Escribe El Peregrino Impertinente
No hay nada peor que un dolor de muelas. O lo que es distinto, si hay algo peor: un dolor de muelas combinado con un viaje. Porque si a uno le duele la muela en casa, puede aplacar el tormento pegándole al perro o puteándose con el vecino por los límites de la medianera. Pero de viaje, aquellos remedios brillan por su ausencia. Y entonces no queda otra que apachurrarse y aguantar la parada cual Jean Claude Van Damme o Jean Carlos.
Pero ¡qué bravo que es! Después de trabajar arduo, el hombre sale de vacaciones en busca de los placeres más elementales, y de repente se encuentra con el diente de atrás hincándole el buen humor. Feo, muy feo. Es como compartir el reposo con la barra brava de San Martín de Tucumán en la boca. Una convención de delegados de la UOM, SMATA y camioneros por las encías. Un piquete del movimiento campesino boliviano frenado en los maxilares, bombo, cubiertas echando humo y dinamita.

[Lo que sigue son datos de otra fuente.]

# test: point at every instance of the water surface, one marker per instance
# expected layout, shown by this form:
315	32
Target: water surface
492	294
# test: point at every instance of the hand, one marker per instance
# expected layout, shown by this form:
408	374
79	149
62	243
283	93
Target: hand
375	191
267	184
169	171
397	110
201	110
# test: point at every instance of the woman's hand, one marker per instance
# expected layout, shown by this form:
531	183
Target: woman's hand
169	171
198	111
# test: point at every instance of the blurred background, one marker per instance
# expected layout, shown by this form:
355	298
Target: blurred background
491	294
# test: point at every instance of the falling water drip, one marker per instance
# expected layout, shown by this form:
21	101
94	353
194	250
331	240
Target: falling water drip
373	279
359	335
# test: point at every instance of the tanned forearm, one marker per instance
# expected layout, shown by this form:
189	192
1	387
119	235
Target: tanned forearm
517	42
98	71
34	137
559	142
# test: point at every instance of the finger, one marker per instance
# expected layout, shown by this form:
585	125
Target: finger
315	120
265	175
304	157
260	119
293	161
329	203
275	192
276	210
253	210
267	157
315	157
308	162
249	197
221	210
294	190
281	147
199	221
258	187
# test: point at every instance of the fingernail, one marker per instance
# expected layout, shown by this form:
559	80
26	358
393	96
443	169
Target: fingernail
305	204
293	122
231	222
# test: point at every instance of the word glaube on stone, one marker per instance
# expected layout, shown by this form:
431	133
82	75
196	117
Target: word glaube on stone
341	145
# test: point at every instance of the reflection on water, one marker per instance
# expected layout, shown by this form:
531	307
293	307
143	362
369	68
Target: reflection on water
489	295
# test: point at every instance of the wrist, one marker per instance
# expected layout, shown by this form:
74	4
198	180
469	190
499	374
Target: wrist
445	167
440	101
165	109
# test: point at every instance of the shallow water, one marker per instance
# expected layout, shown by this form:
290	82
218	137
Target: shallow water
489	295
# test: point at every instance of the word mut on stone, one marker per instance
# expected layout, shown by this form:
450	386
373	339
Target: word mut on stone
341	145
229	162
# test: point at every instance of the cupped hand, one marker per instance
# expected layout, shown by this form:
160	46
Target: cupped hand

Maldito sea el organismo humano, que de caprichoso que es nomás, viene a terminar con el descanso de forma tan agresiva. Hay que estar en la piel del viajero apesadumbrado, con un Chernobyl en el maxilar, lejos del hogar y del dentista de confianza. O sea, un dedo cortado es normal. Un esguince de tobillo puede ser. Una cicatriz de 17 centímetros en la frente tras pelear por un vuelto con el cocacolero de la playa, vaya y pase. Pero un dolor de muelas es obra de Mandinga. Aparte, porque no hay culpa alguna que autoreprocharse. Un día el diente se levantó medio cruzado y le pintó romper las pelotas, sin más.
Menuda suerte la del viajero y su muela agitadora. Un torno a la derecha.